Here are start numbers (in binary) labeled as {\color{red}0} if their trajectory ends in 5-8-4-2-1, and as {\color{red}1} if it ends in 16-8-4-2-1.
1001010100101011111 {\color{red}0} (start number 305503 in decimal)
11010110011010001001 {\color{red}0}
111100100110011011 {\color{red}0}
1000011101111111 {\color{red}0}
100100011101100001 {\color{red}0}
110111110000101 {\color{red}1}
1111101101100101 {\color{red}1}
1000110101111111 {\color{red}1}
1010010101100101111 {\color{red}0}
11101001101101111 {\color{red}1}
…
And here are parity sequences (not start numbers!) labeled as {\color{red}1} if they correspond to integer cycle shapes for some 3n+d problem (with \lvert d \rvert < 2^{\text length}-3^{\text weight}), and {\color{red}0} otherwise. This is the concept of near-cycle.

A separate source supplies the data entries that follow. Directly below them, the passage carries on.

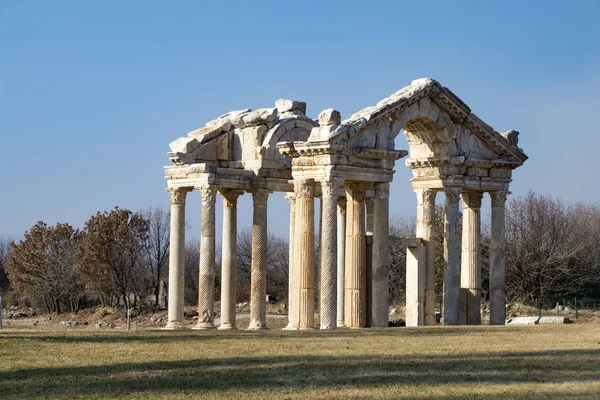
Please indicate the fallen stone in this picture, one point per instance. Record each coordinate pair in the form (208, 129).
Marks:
(330, 116)
(523, 321)
(554, 320)
(66, 324)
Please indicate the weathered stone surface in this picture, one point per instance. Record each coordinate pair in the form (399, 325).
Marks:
(553, 320)
(66, 324)
(330, 116)
(285, 105)
(523, 321)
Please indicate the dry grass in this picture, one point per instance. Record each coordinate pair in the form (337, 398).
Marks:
(443, 362)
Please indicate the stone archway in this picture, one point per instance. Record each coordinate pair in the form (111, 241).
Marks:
(350, 164)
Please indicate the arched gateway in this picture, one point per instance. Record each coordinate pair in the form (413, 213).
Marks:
(349, 164)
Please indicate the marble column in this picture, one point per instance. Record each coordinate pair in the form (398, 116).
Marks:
(423, 308)
(451, 258)
(369, 210)
(292, 199)
(176, 259)
(381, 256)
(341, 258)
(497, 249)
(206, 281)
(229, 258)
(355, 299)
(304, 255)
(328, 252)
(470, 276)
(258, 279)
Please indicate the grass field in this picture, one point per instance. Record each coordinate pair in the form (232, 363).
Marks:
(536, 362)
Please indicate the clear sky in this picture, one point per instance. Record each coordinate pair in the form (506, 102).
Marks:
(92, 93)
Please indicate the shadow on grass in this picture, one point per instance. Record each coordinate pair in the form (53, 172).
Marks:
(271, 375)
(157, 336)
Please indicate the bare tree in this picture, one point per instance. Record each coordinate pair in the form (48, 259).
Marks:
(41, 267)
(157, 246)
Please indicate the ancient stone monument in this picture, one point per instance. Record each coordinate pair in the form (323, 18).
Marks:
(349, 165)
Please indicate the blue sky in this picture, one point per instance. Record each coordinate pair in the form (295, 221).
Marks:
(92, 93)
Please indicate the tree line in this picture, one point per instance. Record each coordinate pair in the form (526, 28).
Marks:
(120, 258)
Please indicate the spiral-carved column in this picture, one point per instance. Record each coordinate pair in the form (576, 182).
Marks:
(304, 255)
(497, 250)
(451, 258)
(470, 276)
(355, 299)
(176, 259)
(258, 284)
(206, 281)
(341, 258)
(229, 258)
(420, 300)
(381, 256)
(292, 199)
(328, 295)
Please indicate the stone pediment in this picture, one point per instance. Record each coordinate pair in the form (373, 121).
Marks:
(437, 124)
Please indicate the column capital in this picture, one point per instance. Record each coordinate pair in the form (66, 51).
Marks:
(357, 190)
(342, 205)
(452, 195)
(304, 188)
(178, 195)
(291, 197)
(426, 196)
(329, 186)
(472, 199)
(208, 193)
(498, 198)
(230, 197)
(382, 190)
(260, 197)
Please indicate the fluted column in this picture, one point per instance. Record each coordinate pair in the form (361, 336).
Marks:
(451, 258)
(327, 294)
(470, 276)
(355, 300)
(369, 210)
(258, 284)
(497, 249)
(341, 258)
(292, 199)
(381, 256)
(304, 255)
(176, 259)
(229, 258)
(206, 281)
(422, 303)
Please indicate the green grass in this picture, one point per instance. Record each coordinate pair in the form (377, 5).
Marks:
(536, 362)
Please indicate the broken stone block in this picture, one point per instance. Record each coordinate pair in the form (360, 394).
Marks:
(330, 117)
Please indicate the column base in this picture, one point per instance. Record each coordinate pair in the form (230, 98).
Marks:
(202, 326)
(173, 326)
(256, 326)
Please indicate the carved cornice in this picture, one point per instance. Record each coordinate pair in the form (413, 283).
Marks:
(178, 195)
(472, 199)
(498, 198)
(208, 193)
(304, 188)
(382, 190)
(230, 197)
(260, 197)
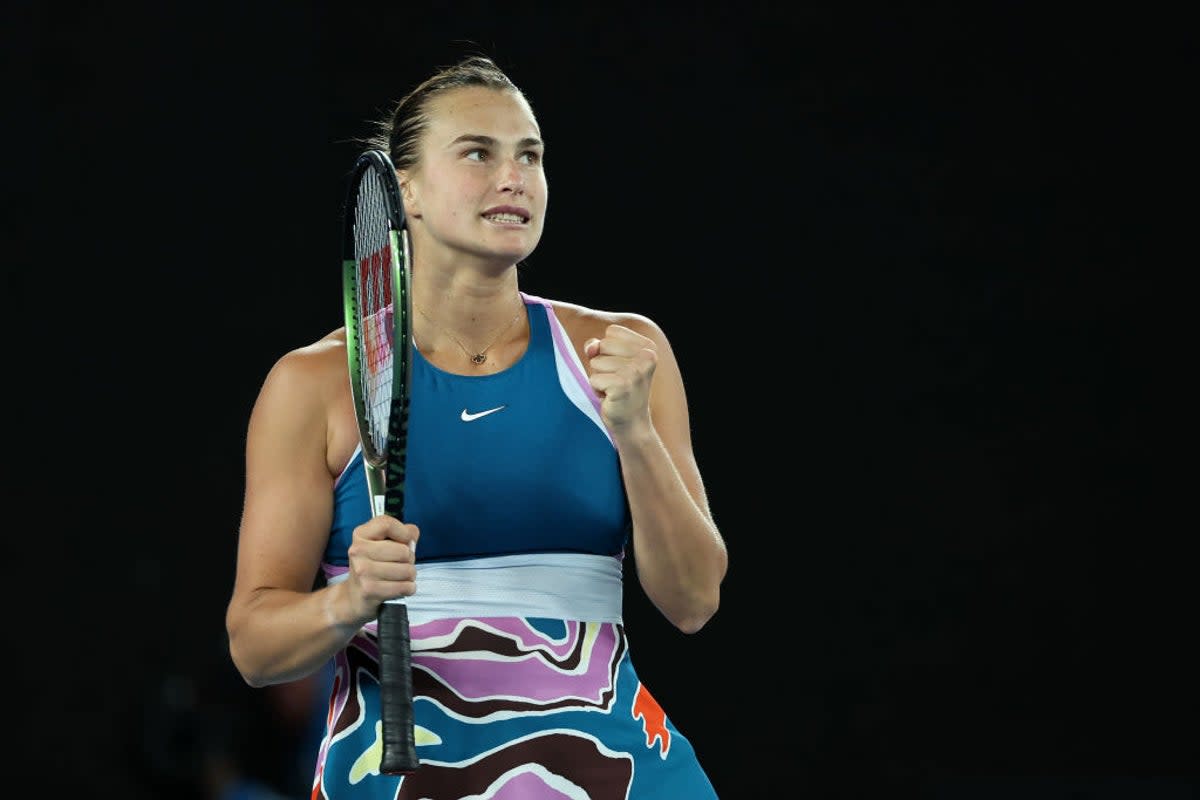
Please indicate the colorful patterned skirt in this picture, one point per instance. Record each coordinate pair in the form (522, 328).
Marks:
(508, 708)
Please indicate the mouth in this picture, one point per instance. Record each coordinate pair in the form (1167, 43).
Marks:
(508, 217)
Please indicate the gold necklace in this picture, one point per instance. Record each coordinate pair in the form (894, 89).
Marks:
(475, 358)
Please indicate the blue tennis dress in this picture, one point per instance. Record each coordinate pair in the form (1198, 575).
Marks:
(521, 673)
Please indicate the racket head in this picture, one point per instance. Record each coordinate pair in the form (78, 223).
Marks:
(376, 277)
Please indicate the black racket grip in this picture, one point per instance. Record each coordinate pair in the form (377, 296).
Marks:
(396, 691)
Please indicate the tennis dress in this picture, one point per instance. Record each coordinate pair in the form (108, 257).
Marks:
(521, 671)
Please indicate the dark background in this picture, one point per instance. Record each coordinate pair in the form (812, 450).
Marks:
(903, 260)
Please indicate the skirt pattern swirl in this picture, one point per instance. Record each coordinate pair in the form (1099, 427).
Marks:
(509, 708)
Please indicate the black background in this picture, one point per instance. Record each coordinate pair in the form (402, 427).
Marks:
(901, 259)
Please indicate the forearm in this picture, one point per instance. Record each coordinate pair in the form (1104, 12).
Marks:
(282, 635)
(679, 554)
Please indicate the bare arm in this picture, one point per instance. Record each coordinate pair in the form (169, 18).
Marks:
(679, 552)
(279, 627)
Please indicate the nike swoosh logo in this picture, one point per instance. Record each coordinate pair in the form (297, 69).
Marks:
(471, 417)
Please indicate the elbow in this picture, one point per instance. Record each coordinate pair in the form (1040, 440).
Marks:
(697, 614)
(243, 660)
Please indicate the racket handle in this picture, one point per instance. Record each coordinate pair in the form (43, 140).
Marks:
(396, 691)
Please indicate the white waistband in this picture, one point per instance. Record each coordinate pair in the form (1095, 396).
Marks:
(558, 585)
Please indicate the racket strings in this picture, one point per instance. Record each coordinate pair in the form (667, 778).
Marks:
(373, 244)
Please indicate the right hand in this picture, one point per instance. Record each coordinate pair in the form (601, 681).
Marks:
(382, 564)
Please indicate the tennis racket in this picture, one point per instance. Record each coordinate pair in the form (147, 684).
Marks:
(376, 272)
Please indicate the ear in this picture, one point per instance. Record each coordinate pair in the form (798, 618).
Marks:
(408, 194)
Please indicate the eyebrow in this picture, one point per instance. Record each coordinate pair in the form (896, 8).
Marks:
(528, 142)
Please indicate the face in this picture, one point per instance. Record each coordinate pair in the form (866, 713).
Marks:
(479, 188)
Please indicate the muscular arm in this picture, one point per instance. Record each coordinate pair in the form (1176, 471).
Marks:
(279, 629)
(678, 549)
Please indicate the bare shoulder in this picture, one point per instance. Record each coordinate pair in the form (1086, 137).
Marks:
(313, 372)
(583, 323)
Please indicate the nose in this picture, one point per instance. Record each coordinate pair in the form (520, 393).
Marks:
(511, 178)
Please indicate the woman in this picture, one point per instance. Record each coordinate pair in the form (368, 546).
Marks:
(545, 438)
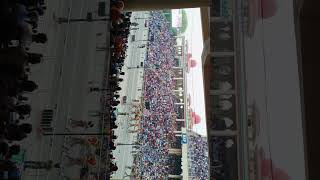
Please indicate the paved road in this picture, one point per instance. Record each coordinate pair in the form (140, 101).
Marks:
(133, 80)
(63, 78)
(273, 83)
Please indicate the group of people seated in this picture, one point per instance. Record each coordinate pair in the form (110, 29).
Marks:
(120, 25)
(20, 21)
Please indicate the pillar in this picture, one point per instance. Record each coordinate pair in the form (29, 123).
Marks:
(222, 54)
(147, 5)
(221, 92)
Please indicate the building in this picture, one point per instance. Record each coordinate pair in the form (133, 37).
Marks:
(232, 123)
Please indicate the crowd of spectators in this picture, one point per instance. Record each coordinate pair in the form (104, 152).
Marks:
(19, 20)
(198, 157)
(120, 25)
(158, 123)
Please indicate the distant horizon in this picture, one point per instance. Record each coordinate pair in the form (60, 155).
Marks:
(195, 77)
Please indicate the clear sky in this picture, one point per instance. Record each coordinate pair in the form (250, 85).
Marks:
(194, 79)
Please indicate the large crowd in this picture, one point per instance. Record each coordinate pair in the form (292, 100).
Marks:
(198, 157)
(120, 24)
(158, 123)
(19, 20)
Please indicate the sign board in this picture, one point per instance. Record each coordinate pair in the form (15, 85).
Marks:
(102, 9)
(184, 139)
(176, 20)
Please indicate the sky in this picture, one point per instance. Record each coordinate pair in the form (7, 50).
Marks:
(194, 79)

00010001111 {\color{red}1} (3n+95 cycle)
111111011101101001011110000 {\color{red}1} (3n+5 cycle)
11101010 {\color{red}0} (3n+13 cycle, yes, but 13 \not\lt 2^8-3^5)
1111111100000 {\color{red}0}
1111111010000 {\color{red}0}
0010100111111 {\color{red}1} (3n+233 cycle)
0011001101111 {\color{red}1} (3n+233 cycle)
0001011111101 {\color{red}0}
0001111101101 {\color{red}0}
…
In each case, we have a potentially-infinite supply of train/test examples for a classifier or AI system to locate predictive relationships between input sequence and output class.
Maybe the AI system doesn’t learn the whole concept, but if it does better than chance (on test data), it may have found a piece of the puzzle. Just for example, it might trivially be learned that any power of 2 (any input of the form 10^*) will go through 16 rather than 5 … or less trivially, that no high cycle parity vector will be a near-cycle.
Interested to know if anyone’s tried this type of classification and/or machine-assisted discovery, or if there are other data sets that might be generated and tried.